- Born: 23 June 1976 Cairo, Egypt
- Died: March 2002 (aged 25) Shah-i-Kot Valley, Paktia Province, Afghanistan

= Mustafa Mohamed Fadhil =

Egyptian al-Qaeda member (1976–2002)

Mustafa Mohamed Fadhil (مصطفى محمد فضيل, also known as Abdul Wakil al-Masri) (23 June 1976 – March 2002) was a citizen of Kenya and Egypt, who was indicted in the United States for his part in the bombings of their embassies in Dar es Salaam, Tanzania, and Nairobi, Kenya.

==Accused activity==
Fadhil was accused of preparing TNT and loading that TNT (plus other explosives) into the truck, which was used as a bomb in Tanzania. He was wanted on eleven counts of murder, several weapons and conspiracy charges, and charges which applied specifically to attacks against American government personnel and facilities.

Fadhil fled Nairobi to Karachi on 2 August 1998, on the same airliner as Sheikh Ahmed Salim Swedan.
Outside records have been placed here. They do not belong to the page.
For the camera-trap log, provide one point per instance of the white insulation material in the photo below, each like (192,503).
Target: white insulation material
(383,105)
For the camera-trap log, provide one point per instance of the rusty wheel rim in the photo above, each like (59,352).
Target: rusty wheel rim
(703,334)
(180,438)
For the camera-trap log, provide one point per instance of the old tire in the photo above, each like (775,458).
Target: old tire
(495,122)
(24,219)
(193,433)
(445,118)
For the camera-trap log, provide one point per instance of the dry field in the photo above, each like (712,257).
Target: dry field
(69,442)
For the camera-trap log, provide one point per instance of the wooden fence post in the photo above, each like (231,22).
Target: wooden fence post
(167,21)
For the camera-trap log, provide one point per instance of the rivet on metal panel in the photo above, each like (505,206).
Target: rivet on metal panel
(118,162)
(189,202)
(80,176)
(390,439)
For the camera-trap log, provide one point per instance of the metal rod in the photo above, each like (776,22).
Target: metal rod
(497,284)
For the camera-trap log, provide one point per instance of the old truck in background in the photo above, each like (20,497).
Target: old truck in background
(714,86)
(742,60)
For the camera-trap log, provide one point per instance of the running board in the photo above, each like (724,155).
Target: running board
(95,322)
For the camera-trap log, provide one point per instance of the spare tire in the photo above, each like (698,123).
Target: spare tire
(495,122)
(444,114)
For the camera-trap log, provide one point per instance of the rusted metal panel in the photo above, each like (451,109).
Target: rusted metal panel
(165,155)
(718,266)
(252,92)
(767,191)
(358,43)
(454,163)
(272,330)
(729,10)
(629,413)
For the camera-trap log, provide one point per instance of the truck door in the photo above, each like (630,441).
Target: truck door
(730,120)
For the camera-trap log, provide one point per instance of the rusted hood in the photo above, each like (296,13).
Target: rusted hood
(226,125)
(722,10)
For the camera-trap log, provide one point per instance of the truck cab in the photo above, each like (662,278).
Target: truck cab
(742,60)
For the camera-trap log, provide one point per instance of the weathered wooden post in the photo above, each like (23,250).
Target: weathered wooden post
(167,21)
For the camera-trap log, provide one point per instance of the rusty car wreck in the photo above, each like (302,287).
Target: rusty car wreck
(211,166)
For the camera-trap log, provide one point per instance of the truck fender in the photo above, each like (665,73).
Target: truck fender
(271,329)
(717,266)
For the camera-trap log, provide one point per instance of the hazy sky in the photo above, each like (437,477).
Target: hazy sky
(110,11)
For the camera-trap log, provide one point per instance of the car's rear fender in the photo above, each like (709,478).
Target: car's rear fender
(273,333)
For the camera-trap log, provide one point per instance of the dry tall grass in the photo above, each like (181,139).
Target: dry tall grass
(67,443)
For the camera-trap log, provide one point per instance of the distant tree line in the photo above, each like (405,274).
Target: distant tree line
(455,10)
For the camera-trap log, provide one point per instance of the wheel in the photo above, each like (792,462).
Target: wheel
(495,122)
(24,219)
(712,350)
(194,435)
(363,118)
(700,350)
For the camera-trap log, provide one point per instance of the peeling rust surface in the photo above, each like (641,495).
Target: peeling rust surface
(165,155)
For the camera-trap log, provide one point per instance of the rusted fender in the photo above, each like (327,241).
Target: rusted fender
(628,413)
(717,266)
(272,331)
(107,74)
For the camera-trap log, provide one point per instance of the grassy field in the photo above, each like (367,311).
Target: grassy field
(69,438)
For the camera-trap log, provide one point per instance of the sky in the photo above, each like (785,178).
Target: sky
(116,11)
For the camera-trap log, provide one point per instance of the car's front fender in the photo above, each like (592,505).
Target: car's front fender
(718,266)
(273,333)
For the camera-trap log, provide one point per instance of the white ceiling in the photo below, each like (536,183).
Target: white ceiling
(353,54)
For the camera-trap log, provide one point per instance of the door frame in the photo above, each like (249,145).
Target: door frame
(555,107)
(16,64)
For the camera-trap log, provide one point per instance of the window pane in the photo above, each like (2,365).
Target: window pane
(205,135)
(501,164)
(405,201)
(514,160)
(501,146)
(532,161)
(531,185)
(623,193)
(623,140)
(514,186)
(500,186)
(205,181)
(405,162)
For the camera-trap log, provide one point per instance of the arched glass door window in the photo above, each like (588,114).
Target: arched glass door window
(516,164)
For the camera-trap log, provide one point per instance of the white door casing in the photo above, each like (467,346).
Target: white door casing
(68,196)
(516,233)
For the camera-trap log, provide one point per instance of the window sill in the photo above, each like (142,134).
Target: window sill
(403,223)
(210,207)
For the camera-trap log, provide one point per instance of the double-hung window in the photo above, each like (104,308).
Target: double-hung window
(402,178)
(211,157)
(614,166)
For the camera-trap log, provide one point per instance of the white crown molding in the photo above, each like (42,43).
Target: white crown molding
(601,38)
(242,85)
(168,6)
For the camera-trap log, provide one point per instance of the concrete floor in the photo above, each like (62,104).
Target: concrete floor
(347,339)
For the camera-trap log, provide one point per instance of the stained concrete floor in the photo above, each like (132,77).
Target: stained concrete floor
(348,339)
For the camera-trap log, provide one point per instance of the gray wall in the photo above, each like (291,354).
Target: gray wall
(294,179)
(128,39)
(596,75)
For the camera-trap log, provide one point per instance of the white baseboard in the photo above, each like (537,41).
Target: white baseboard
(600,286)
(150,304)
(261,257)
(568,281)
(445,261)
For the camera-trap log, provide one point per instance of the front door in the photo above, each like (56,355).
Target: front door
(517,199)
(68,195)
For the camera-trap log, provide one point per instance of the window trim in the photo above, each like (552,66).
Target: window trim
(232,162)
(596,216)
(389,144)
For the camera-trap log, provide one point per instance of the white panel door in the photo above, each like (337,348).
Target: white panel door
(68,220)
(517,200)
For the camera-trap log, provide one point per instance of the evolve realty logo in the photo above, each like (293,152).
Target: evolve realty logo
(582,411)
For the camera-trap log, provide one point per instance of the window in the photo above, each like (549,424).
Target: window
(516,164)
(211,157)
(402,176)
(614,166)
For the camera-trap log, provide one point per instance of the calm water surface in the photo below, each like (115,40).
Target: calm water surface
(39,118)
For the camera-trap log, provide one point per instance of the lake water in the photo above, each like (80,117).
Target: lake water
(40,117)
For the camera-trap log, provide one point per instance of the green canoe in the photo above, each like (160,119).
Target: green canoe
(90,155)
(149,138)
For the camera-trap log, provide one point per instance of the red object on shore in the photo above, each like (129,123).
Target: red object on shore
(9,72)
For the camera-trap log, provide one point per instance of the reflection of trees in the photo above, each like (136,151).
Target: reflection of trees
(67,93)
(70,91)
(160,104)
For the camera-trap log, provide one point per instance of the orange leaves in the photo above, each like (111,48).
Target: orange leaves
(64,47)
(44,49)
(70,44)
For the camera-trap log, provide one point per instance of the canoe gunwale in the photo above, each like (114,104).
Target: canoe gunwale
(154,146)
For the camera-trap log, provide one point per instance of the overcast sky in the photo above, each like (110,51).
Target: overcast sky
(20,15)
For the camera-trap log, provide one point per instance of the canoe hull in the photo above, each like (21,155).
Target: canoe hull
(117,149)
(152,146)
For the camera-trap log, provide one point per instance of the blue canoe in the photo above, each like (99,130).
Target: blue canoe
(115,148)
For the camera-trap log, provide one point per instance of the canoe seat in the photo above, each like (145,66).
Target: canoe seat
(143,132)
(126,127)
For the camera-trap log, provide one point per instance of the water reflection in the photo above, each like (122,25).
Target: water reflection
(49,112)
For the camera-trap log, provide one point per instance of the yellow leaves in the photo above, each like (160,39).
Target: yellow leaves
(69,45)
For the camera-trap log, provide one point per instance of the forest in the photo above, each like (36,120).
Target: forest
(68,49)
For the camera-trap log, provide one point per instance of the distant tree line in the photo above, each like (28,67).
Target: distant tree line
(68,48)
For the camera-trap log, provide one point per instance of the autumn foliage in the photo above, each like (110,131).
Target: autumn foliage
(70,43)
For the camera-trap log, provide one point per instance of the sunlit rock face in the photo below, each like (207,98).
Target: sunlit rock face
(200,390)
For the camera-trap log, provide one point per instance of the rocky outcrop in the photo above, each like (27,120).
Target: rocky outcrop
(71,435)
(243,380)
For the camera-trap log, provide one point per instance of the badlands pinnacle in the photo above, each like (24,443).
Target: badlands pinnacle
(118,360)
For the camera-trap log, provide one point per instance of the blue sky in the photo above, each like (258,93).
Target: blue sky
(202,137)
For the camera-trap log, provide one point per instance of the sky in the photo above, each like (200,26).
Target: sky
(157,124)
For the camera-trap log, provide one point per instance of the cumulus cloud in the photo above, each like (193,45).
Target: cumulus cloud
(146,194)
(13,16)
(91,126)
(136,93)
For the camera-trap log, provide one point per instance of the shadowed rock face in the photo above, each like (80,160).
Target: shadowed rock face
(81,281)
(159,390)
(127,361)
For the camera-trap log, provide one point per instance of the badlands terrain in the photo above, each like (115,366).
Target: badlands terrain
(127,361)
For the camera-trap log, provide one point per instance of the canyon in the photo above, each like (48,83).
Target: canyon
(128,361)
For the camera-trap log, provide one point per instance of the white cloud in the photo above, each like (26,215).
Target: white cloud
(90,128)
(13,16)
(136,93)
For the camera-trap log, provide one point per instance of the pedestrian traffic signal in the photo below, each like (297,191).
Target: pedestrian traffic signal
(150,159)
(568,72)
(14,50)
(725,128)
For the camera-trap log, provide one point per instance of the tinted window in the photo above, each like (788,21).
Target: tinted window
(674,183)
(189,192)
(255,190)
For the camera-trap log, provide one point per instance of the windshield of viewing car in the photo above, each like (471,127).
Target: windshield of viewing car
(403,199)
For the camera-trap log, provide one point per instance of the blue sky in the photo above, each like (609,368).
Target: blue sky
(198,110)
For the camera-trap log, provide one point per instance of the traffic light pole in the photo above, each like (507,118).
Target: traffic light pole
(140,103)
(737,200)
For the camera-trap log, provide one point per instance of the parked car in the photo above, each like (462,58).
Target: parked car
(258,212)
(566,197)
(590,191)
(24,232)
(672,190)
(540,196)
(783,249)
Fadhil was on the FBI's Most Wanted Terrorists list from its inception on 10 October 2001. He served as Abdul Hadi al-Iraqi's second-in-command. A leaked Guantanamo Bay file and an interrogation of al-Qaeda operative Ahmed Khalfan Ghailani revealed that Fadhil was eventually killed in Afghanistan.

In May 2005, Fadhil's name was removed from both the FBI's list and the US State Department's Rewards for Justice list.

In December 2013, al-Qaeda spokesperson Adam Gadahn confirmed the death of Fadhil, referring to him as a "martyr".